CompositeController
CompositeController is an API provided by Metacontroller, designed to facilitate custom controllers whose primary purpose is to manage a set of child objects based on the desired state specified in a parent object.
Workload controllers like Deployment and StatefulSet are examples of existing controllers that fit this pattern.
This page is a detailed reference of all the features available in this API. See the Create a Controller guide for a step-by-step walkthrough.
Example
This example CompositeController defines a controller that behaves like StatefulSet.

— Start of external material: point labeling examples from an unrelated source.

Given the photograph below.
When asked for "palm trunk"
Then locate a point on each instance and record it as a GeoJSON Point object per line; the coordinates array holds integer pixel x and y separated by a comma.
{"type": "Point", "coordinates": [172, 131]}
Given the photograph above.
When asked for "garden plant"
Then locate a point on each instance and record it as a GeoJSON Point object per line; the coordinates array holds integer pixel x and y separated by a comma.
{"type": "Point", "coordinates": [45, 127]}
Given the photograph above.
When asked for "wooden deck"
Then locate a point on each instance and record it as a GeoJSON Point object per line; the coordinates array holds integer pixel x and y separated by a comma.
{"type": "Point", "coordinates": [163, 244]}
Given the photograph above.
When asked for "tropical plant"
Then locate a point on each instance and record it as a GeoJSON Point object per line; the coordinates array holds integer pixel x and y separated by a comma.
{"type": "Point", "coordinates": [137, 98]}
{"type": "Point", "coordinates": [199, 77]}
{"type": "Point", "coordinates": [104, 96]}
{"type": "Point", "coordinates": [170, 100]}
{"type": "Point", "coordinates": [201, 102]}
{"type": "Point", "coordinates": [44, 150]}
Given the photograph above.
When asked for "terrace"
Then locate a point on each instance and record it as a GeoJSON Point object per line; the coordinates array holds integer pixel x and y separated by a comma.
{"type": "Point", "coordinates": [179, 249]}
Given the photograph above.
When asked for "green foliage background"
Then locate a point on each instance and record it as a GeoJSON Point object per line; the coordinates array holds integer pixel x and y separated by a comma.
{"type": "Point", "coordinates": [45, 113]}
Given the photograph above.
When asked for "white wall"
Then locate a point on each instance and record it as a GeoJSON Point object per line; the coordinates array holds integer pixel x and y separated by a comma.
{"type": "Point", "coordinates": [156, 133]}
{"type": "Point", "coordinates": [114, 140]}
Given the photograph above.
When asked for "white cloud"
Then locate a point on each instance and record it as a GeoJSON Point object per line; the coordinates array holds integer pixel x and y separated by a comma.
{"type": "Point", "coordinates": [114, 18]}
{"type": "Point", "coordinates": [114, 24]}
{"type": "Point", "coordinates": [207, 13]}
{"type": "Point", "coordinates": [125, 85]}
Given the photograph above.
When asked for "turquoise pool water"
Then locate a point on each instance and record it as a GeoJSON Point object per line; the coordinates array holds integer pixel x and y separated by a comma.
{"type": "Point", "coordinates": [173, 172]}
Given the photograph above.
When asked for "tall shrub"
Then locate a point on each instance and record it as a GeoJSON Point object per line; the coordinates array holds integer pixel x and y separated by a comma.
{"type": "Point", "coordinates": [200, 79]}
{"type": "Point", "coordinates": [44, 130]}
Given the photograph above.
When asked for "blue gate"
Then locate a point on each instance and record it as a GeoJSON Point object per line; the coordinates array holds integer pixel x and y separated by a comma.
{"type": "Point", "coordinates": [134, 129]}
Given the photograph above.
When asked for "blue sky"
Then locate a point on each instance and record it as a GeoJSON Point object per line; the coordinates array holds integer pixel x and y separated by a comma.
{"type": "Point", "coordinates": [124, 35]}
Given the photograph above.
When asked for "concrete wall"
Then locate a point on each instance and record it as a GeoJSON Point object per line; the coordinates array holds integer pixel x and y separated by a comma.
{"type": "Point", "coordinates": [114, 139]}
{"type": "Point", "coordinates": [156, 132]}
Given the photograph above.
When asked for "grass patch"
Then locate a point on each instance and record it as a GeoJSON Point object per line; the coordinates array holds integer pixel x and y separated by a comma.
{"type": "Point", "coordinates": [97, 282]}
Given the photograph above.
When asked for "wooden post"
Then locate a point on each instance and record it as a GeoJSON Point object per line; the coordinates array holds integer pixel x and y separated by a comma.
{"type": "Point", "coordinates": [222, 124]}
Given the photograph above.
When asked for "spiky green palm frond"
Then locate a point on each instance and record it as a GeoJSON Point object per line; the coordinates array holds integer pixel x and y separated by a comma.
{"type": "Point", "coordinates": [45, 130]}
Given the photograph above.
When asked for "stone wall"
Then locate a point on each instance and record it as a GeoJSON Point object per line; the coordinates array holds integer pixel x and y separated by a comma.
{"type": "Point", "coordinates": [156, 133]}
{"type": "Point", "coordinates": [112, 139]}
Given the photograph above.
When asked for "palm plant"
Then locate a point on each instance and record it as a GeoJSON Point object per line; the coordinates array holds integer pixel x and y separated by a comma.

apiVersion: metacontroller.k8s.io/v1alpha1
kind: CompositeController
metadata:
name: catset-controller
spec:
parentResource:
apiVersion: ctl.enisoc.com/v1
resource: catsets
revisionHistory:
fieldPaths:
- spec.template
childResources:
- apiVersion: v1
resource: pods
updateStrategy:
method: RollingRecreate
statusChecks:
conditions:
- type: Ready
status: "True"
- apiVersion: v1
resource: persistentvolumeclaims
hooks:
sync:
webhook:
url: http://catset-controller.metacontroller/sync
timeout: 10s
Spec
A CompositeController spec
has the following fields:
Field | Description |
---|---|
parentResource | A single resource rule specifying the parent resource. |
childResources | A list of resource rules specifying the child resources. |
resyncPeriodSeconds | How often, in seconds, you want every parent object to be resynced (sent to your hook), even if no changes are detected. |
generateSelector | If true , ignore the selector in each parent object and instead generate a unique selector that prevents overlap with other objects. |
hooks | A set of lambda hooks for defining your controller's behavior. |
Parent Resource
The parent resource is the "entry point" for the CompositeController. It should contain the information your controller needs to create children, such as a Pod template if your controller creates Pods. This is often a custom resource that you define (e.g. with CRD), and for which you are now implementing a custom controller.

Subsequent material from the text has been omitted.